Lime Bike Official Actually Thinks E-Scooters Are the Next Big Thing
In town for Lime's Staten Island bike-share debut, Scott Kubly also touts the grown-up skateboards as the future of mobility.
Lime Bike Chief Programs Officer Scott Kubly was in town this week for the launch of the company’s mini-bike-share program in Staten Island, but in a broad-ranging interview near our DUMBO offices, Kubly, who once ran the Department of Transportation in Seattle, was also jazzed about the company’s e-scooters, which are deployed in many of the same cities where Lime currently operates bike-share (though sometimes with controversy, as Beverly Hills found out). I was, as you can see below, skeptical. Here are excerpts of that conversation:
Streetsblog: Why would cities want more e-scooters?
Scott Kubly: There is a lower barrier to using it. It’s not a bike. Most people know if they like to bike or not so they’re not willing to try, but scooters are new, so people are willing to try it out. A lot of times with bikes people say, “I haven’t ridden a bike since I was a kid.” But they’ve never seen an e-scooter, so there’s no barrier like, “I don’t know how to do that anymore” or “I haven’t done it in so long.” Instead, it’s this thing that they’ve never used before so they’ll try it.

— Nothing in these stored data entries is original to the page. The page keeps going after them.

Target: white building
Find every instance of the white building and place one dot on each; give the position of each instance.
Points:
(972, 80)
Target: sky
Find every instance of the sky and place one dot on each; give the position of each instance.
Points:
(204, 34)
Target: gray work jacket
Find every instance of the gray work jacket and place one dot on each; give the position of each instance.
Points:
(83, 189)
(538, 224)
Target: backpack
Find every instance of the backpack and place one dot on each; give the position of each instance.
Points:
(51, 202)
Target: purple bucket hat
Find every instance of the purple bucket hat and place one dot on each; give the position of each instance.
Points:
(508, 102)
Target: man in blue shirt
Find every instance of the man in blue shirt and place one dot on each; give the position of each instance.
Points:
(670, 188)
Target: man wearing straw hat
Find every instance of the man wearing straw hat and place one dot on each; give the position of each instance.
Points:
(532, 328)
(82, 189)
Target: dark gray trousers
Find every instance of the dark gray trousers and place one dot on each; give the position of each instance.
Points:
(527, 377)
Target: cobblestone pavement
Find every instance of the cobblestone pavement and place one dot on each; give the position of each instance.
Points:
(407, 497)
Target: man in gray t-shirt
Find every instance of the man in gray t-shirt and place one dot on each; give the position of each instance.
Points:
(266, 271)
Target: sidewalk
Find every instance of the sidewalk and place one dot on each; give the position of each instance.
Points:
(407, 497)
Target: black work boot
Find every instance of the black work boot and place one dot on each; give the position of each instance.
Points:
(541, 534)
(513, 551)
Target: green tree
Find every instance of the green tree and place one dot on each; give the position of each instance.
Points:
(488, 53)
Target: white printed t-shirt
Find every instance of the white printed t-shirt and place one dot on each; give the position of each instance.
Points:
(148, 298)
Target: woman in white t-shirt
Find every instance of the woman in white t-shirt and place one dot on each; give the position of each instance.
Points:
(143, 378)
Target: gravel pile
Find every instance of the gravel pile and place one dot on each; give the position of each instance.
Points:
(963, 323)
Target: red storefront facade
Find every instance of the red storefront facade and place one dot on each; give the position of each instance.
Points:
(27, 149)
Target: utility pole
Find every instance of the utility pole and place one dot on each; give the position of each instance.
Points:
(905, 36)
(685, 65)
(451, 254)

I would have the opposite reaction!
What they then find out is that they’re easy, fast, and convenient. The other thing is, it’s fun! You push off once or twice and there’s a little throttle button and off you go. The top speed is 15 MPH. You’re in a suit and you’re not pedaling. You’re just standing there.

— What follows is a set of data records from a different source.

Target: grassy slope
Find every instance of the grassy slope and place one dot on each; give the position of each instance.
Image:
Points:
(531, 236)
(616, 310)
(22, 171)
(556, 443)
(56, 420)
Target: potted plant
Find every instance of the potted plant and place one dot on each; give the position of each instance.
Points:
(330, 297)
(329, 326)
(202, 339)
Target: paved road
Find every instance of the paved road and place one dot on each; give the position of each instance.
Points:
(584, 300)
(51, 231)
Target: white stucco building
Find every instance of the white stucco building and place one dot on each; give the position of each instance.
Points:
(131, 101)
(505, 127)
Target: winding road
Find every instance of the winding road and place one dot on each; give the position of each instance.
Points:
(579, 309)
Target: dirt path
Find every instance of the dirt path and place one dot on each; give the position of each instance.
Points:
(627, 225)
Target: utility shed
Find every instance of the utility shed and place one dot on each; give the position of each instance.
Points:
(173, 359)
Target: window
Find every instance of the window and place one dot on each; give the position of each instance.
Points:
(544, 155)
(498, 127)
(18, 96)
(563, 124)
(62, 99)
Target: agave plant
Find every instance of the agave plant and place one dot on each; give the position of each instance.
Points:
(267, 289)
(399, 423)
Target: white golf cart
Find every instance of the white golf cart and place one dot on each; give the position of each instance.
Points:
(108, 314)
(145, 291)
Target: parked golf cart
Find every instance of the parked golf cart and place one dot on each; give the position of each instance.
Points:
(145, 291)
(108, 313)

So electric scooters are even more the future than bike share?
To us, shared and electric mobility is the future. The method will depend on the trip. A mile? A scooter is great. Three miles? An e-bike is great. If you want a little exercise a pedal bike. Why wouldn’t cities want them if they’re more effective at moving people from point A to point B? And, one of the best things is that we’ve actually seen ridership on our bikes go up when scooters are present in the market.

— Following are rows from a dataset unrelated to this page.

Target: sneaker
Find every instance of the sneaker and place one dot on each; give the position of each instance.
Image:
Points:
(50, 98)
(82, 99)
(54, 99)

So private ownership is out in any event.
Increasingly. For us it’s not about ownership its about access. What’s the right mode at the right time versus, “I need to own this thing so it can sit idle 90% of the time.” I think scooters help move us there. It’s a much broader demographic on scooters. We find our shared scooters are being used about about four times more times per day than bike-share. We also find that they are great for for shorter distance rides, rather than take Uber or Lyft to get around, people are scootering. We found that over half our (scooter) customers in San Francisco would have taken an Uber, a Lyft, or a personal car. For a short distance trip, it is faster and cheaper than any other mode.
Sorry, but I would always take the bike, not the scooter.
That’s great and true for a lot of people. Here’s what blew me away: During my first week on the job, I was in San Diego when we launched scooters there. We were out rebalancing the system and three guys in their mid-50s from Denver walked up and said, “We love these things. We were riding it last night and it’s a blast.” They were three fifty-something guys who didn’t strike me as likely bike riders, and I’ve spent enough time in the trenches of building bike lanes that I’ve got a pretty good eye for such things. But for some reason, they were on vacation in San Diego, and decide to jump on a scooter even though they would not likely use the bike share system that’s right there. And, maybe next time they only find two scooters so one of them jumps on a bikeshare. So it’s bringing new people into micro-mobility.
So are e-scooters coming to New York?
We are focused on getting bike-share right in New York. But, if scooters came to New York it would increase the number of people that want protected bike lanes. I used to run a DOT and know how important bike lanes are. For creating safe streets and encouraging more people to bike. I also know how hard they are politically. I’ve started thinking about them as more of a low-speed lane for micro-mobility. Suddenly, you have a much broader constituency. When we found that some riders in San Francisco were riding on the sidewalk, we asked why. They said they didn’t feel safe in the street. We asked, “If you had a protected bike lane, would you feel safe.” And the vast majority gave it a hard yes.
You create a constituency.
For protected lanes, yes. If scooters have a lower barrier than bikes, but riders want the same protection that bikers do, doesn’t that build a larger constituency for better bike lanes? Here’s the thing: Our goal is not to get people off of bikes, it’s to get people taking short trips out of cars, and the more cities who have scooters, the more emphasis there will be on improving the safety for micro-mobility for everyone.
So the private sector has to lead the way to get the city to do the stuff that it should be doing to keep us safe?
Ideally you’re working together. Collaborating on the stuff that will keep us safe.
But usually it’s the activists, not the private sector.
True, but to us, it’s a virtuous circle. Most bike-share customers are younger men. And that’s not because young men want to bike more, it’s because other people don’t feel as safe (along with several other factors). Happy riders become activists for safer streets, and safer streets help make more people want to ride, so yes, pushing for bike lanes fundamentally helps the business, too. Plus, the employees of Lime are passionate about improving urban mobility and creating safer streets.
Well, we certainly like safer streets.